Metode lain dari pemantauan jangka panjang ini dirancang untuk digunakan pasien
rawat jalan dirumah pasien, sekolah atau lingkungan kerja. EEG rawat jalan sering sangat
membantu dalam pediatri, karena anak-anak sering lebih merasa nyaman di lingkungan
rumah mereka dan tidak merasa dibatasi. Keterbatasan utama dari rawat jalan adalah
terbatasnya jangkauan area kortikal, kualitas variabel teknisi akibat kurangnya pengawasan
ahli, sering distorsi data EEG oleh kontaminasi lingkungan dan tidak adanya video
dokumentasi dari perubahan perilaku. Pemantauan Rawat Jalan paling berguna dalam
mendokumentasikan aktivitas epileptiform interictal ketika EEG rutin telah berulang kali
negatif atau dalam pencatatan pelepasan kejang selama adanya perilaku khas. Saat ini, EEG
rawat jalan bukan merupakan pengganti CCTV / pemantauan EEG, terutama ketika kejang
psikogenik merupakan masalah atau ketika pasien sedang dievaluasi untuk operasi epilepsi.
Perawatan Medis
Terapi epilepsi memiliki tiga tujuan: untuk menghilangkan kejang atau mengurangi
frekuensi mereka semaksimal mungkin, untuk menghindari efek samping yang terkait
dengan pengobatan jangka panjang dan untuk membantu pasien dalam memelihara atau
memulihkan penyesuaian psikososial.
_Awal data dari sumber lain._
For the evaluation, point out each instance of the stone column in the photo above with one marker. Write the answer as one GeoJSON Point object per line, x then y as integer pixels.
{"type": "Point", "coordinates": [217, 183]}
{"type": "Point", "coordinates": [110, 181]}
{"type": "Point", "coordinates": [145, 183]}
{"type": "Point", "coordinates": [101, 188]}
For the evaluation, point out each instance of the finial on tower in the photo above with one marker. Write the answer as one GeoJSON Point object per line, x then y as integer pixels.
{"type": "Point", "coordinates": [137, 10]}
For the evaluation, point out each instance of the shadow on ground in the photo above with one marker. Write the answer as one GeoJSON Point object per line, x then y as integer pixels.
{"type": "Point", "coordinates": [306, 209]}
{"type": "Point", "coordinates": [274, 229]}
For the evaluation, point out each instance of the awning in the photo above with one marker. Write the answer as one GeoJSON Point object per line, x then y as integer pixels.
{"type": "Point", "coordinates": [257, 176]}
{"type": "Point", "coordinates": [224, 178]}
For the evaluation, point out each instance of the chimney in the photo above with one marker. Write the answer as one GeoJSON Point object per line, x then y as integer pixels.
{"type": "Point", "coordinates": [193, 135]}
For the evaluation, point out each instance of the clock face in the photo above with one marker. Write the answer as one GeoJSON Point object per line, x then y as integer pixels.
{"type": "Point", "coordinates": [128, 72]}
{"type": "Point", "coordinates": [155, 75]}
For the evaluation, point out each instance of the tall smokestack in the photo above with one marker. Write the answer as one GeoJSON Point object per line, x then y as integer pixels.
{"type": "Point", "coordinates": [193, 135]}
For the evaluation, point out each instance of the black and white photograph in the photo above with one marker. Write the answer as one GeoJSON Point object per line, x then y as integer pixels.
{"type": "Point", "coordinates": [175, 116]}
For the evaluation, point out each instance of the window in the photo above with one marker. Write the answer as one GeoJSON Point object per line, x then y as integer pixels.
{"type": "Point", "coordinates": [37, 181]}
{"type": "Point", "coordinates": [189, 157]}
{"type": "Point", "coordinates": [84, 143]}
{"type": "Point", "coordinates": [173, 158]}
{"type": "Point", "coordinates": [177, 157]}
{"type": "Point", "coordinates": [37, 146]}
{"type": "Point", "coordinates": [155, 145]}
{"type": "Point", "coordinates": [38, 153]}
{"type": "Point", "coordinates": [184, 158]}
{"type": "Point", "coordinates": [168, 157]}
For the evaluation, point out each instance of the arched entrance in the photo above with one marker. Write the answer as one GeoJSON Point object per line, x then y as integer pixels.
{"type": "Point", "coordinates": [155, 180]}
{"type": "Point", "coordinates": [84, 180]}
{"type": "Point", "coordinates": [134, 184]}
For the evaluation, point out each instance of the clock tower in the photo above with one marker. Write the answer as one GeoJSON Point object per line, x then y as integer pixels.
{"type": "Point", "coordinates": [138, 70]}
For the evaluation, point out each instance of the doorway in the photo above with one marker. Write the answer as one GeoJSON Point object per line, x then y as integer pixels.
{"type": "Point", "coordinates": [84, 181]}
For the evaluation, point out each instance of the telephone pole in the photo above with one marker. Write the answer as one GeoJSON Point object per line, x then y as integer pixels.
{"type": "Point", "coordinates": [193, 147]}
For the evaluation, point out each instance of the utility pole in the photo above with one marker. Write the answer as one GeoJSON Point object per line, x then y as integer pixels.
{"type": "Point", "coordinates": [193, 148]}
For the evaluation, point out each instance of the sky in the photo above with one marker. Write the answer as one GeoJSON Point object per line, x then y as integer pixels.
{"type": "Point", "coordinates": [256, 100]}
Tidak ada pengobatan medis yang tersedia yang dapat
menyebabkan kesembuhan permanen atau mencegah perkembangan epilepsi dengan
mengubah proses epileptogenesis.
Terapi obat antiepilepsi harus didasarkan pada analisis mendalam dan informasi
yang terlibat. Kemungkinan terulangnya kejang bervariasi di antara pasien dan tergantung
pada jenis epilepsi dan pada setiap kelainan neurologis yang berhubungan. Pengobatan
dengan menggunakan obat, disisi lain membawa risiko karena adanya efek samping yang
mendekati 30% setelah pengobatan awal. Pengobatan anak-anak menimbulkan masalah
tambahan, khususnya efek yang tidak diketahui penggunaan jangka panjang obat antiepilepsi
pada perkembangan otak, kecerdasan, dan perilaku.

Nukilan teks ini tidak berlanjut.